The jute stools have been moved so I sit on the floor, crossing my legs awkwardly, the blood at the top of my thighs choked and dizzy.

“Someone has put poisoned food outside my house. Five of my dogs are dead.”

“That’s not good.”

“A man came to see me about selling the land recently. Do you think it could have been him? I’ve phoned my friend at the Blue Cross, you know? He says I can file a police complaint.”

“There are so many bad elements in the village these days,” Valluvan says. “They all want to become millionaires overnight. Not happy to be fishermen or farmers, no? They are only interested in this new gold, and we are sitting on it. I didn’t think they’d try anything with you, though.”

“What can we do?”

“If I ask here, they will say that your dogs are eating their chickens at night, which is the truth. Here, if someone kills your animals you kill theirs. But if it’s that broker you’re talking about, then it’s hard to say.”

“But shouldn’t they lock up their chickens? There are so many packs of hungry dogs around here. It could have been any dog!
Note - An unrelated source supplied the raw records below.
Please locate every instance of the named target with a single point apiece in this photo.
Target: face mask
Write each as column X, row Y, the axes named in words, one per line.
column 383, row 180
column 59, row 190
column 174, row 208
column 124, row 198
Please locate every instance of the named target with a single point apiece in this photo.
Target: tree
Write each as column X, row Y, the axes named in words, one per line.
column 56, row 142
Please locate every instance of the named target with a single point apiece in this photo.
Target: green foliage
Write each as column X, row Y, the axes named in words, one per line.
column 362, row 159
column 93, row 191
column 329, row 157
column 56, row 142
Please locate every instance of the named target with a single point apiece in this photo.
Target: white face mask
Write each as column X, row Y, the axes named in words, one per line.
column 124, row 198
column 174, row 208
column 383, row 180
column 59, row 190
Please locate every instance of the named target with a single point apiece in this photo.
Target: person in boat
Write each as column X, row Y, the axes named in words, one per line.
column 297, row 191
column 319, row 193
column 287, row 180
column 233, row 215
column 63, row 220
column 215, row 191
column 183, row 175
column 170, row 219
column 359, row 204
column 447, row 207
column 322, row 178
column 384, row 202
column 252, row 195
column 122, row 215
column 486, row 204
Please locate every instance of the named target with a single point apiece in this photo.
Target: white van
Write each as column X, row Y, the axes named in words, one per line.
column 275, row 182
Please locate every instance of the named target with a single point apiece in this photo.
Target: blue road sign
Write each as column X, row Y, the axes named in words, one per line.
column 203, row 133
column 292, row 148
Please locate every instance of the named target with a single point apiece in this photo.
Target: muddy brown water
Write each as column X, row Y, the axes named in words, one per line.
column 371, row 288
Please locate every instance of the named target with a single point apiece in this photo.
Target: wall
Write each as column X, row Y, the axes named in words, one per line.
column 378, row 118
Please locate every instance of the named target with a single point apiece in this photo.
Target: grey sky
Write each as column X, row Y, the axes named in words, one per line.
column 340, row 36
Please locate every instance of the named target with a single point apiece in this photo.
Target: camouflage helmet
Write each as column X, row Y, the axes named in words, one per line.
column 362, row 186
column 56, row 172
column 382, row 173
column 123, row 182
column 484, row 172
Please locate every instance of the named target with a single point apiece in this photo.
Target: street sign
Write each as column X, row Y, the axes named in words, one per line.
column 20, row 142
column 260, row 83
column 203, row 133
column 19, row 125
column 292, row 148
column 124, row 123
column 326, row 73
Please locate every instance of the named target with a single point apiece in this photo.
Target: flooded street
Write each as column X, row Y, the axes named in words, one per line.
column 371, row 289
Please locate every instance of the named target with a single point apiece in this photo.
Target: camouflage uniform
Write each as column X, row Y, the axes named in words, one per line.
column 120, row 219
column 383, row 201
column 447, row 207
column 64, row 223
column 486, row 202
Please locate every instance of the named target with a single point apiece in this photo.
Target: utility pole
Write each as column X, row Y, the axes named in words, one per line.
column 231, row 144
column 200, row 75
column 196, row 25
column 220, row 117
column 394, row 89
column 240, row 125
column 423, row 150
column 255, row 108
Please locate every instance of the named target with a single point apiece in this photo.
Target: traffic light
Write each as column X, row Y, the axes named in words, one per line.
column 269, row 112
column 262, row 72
What kind of person puts poisoned food by the gate? What if someone’s child picked it up?”

“You don’t know these rowdies. They go around with axes and knives. They want to sell all this land and make resorts and coal factories. You are too educated, so they can’t fool you. But so many others have already lost their land. Illiterate people who just put their thumbprint on any document. And the police – they are involved in all this. Don’t think they’re going to help you.”

“So, then?” I say. “I should just do nothing, is it?”

“If you want your dogs to live, tie them up at night, simple.”

A mood settles over us all. Raja and Bagheera stretch out on the patio – morose and listless. The puppies are frantic for food. With the three mothers dead I don’t know what to do. I take mashed-up dog food over to where they’ve been hiding in the neem bushes, and they rush out, a flurry of black and white, setting upon the bowls with blind hunger.

“Do you think they’ll make it?” I ask Mallika.

“We’ll have to see.”

Excerpted with permission from Small Days and Nights, Tishani Doshi, Bloomsbury.